A New York Times headline describes a second-quarter lockdown statistic as "A Collapse That Wiped Out 5 Years of Growth, With No Bounce in Sight" That means the author, Ben Casselman, has gone on record predicting real GDP in the third and fourth quarters will be no higher than in the second. He somehow neglected to cite a single economist to confirm this no-growth forecast, but that omission is easily remedied.

The Blue Chip Forecasters predict the economy will grow at a 17.7% pace in the third quarter. Over 60 Wall Street Journal forecasters likewise predict a 15.2% bounce in sight.

Mr. Cassleman prefers to rest his "no bounce" argument on historical hyperbole:

"The economic collapse in the second quarter was unrivaled in its speed and breathtaking in its severity. . . . The only possible comparisons in modern American history came during the Great Depression and the demobilization after World War II, both of which predated modern economic statistics."
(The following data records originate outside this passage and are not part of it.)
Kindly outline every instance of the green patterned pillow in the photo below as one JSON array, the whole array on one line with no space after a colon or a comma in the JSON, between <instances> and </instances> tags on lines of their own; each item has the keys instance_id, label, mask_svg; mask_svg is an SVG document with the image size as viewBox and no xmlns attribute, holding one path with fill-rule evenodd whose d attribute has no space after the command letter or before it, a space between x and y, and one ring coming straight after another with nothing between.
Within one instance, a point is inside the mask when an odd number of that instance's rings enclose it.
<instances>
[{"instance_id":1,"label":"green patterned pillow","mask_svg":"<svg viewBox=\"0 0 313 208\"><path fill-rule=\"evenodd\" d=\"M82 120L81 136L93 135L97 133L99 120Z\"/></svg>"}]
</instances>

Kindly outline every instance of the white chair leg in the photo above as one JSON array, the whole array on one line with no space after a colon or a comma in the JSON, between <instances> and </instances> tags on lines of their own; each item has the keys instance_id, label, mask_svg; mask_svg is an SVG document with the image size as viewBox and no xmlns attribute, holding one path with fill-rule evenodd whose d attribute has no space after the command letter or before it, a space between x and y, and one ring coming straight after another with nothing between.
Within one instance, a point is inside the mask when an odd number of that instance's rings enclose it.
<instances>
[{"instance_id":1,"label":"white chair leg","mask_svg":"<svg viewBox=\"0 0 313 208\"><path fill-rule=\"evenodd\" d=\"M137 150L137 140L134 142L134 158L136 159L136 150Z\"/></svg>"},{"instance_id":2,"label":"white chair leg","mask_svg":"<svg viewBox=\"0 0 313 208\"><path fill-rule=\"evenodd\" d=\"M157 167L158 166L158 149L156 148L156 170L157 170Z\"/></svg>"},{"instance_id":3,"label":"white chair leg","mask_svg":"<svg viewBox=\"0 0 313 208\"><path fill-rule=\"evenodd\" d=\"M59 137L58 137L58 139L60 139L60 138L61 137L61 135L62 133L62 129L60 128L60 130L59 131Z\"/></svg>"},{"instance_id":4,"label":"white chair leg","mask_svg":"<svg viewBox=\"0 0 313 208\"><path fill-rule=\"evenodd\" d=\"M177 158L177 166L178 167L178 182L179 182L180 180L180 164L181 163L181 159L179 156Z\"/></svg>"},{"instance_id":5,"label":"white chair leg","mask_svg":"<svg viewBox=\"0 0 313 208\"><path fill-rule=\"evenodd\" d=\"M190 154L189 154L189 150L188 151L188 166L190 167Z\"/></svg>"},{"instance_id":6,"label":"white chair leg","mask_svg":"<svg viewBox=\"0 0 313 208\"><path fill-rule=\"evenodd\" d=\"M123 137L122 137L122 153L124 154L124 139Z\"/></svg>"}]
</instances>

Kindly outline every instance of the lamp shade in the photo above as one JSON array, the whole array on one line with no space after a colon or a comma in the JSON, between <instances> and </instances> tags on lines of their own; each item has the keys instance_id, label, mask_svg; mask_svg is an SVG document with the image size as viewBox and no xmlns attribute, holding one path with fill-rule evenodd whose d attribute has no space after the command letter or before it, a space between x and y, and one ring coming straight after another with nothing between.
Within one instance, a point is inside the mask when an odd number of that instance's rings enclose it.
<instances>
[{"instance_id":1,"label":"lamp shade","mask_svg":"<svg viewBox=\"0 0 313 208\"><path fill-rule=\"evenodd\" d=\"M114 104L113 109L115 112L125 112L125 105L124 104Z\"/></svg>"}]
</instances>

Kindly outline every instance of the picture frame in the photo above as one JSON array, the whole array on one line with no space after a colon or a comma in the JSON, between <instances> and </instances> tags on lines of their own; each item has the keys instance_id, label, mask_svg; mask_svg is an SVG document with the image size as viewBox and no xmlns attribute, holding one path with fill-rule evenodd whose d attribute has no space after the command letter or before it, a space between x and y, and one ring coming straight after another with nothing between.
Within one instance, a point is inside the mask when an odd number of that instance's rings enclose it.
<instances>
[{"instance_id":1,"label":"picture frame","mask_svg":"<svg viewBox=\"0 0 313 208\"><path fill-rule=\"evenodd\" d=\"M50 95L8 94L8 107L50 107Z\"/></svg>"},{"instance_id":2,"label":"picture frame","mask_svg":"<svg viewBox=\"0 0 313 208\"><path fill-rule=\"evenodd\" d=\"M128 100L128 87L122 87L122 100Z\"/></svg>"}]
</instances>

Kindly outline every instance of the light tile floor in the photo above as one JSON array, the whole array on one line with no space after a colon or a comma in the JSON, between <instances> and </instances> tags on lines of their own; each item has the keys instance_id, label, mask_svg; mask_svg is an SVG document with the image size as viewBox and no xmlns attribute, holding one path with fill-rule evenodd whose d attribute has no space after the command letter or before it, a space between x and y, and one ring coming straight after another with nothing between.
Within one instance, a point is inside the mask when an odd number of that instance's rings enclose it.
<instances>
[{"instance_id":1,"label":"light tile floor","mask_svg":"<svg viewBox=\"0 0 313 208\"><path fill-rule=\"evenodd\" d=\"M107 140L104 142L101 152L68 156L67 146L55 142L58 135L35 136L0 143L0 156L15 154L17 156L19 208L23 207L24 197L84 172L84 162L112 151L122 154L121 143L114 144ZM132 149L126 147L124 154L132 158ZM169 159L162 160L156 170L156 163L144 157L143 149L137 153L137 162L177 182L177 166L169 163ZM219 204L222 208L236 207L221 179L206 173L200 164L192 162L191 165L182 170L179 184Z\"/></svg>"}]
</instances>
Actually, the author's own graph shows no significant recession after World War II ended. And thoroughly modern federal statistics do exist to show that real GDP fell by 12.9% in 1932 - for a whole year, not a single quarter. Cassleman confounds such an annual change with an "annualized" but ephemeral three-month change (that annualized 32.9% drop being 9.5% per quarter multiplied times four quarters, albeit with adjustments).

Many states deliberately shut own vast sections of their economy during the second quarter. Workers were not allowed to work, producers not allowed to produce, musicians not allowed to make music. A larger share of productive activity has since ceased being treated as criminal activity, but quite a lot still is.

When the dust from all this political wreckage settles, the economy for 2020 as a whole may well end the year 6-7% smaller than last year. Yet that would certainly not wipe out five years of growth. And, as economic forecasters clearly know, there is plenty of "bounce in sight" from now on if federal and state governments will simply get out of the way and let it happen.